The impact of a strongly first-order phase transition on the abundance of thermal relics
Carroll Wainwright, Stefano Profumo
TL;DR
This paper addresses how a strongly first-order electroweak phase transition (EWPT) can dilute the thermal relic density of particles that freeze out before the transition, potentially reconciling MSSM neutralino dark matter with the observed cold dark matter density. The authors define a dilution factor driven by entropy injection during the EWPT, derive general thermodynamic relations for both near-equilibrium and strongly non-equilibrium transitions, and determine the transition temperature via bubble nucleation, with $S_3/T$ of order $130$–$140$ at the electroweak scale. They apply the framework to the MSSM, performing a parameter scan and using DarkSUSY to compute the neutralino relic abundance and freeze-out temperature, identifying regions where overabundant neutralinos can be salvaged by EWPT. They find that heavy (multi-TeV) wino- or higgsino-like neutralinos and bino-like neutralinos across broader masses can be compatible with the observed dark matter density given a suitable dilution, with implications for LHC tests and the structure of the EW sector.
Abstract
We study the impact of a strongly first-order electro-weak phase transition on the thermal relic abundance of particle species that could constitute the dark matter and that decoupled before the phase transition occurred.

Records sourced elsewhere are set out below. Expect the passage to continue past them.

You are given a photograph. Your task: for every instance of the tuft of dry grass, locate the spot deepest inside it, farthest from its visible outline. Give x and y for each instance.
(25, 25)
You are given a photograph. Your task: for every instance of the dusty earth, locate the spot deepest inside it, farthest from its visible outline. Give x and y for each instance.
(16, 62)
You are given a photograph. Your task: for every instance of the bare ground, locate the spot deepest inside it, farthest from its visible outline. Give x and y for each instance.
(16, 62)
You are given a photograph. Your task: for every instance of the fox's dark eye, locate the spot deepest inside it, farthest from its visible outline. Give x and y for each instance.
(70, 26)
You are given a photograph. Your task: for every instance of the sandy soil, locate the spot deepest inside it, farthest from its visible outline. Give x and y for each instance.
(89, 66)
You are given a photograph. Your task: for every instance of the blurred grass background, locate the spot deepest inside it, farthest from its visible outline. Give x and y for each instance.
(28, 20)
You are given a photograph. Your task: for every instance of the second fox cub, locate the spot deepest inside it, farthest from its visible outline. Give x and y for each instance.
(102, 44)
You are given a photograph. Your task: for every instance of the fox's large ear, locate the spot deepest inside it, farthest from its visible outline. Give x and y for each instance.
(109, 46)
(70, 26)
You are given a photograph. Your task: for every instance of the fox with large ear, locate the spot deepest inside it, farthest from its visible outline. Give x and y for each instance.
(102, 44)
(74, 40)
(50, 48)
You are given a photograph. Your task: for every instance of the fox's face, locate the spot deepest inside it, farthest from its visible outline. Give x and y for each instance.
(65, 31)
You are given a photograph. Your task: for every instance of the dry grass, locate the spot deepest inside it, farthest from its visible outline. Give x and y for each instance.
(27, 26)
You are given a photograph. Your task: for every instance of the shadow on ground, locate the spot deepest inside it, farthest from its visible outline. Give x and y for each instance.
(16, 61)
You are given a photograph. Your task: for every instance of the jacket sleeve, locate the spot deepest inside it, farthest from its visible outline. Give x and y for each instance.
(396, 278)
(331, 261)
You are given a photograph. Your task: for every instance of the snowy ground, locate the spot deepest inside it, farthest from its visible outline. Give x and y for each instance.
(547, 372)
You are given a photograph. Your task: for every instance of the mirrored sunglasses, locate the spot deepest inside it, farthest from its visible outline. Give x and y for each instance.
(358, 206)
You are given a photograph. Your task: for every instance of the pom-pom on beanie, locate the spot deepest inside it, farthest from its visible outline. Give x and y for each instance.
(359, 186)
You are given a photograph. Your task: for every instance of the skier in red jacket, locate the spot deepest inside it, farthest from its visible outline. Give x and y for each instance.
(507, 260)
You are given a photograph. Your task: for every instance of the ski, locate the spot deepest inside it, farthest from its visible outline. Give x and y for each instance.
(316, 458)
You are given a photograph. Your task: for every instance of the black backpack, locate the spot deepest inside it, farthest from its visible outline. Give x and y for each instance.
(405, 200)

We define a dilution factor induced by generic first-order phase transitions, and we explore the parameter space of the minimal supersymmetric extension to the Standard Model to determine which phase transition temperatures and dilution factors are relevant for the lightest neutralino as a dark matter candidate. We then focus on a specific toy-model setup that could give rise to a strongly first-order electro-weak phase transition, and proceed to a detailed calculation of dilution factors and transition temperatures, comparing our findings to actual neutralino dark matter models. Typical models that would produce an excessive thermal relic density and that can be salvaged postulating a strongly first-order electro-weak phase transition include massive (multi-TeV) wino or higgsino-like neutralinos, as well as bino-like neutralinos in a wider mass range, with masses as low as 400 GeV. If LHC data indicate an inferred thermal neutralino relic abundance larger than the cold dark matter density, the mismatch could thus potentially be explained by electro-weak scale physics that will also be thoroughly explored with collider experiments in the near future.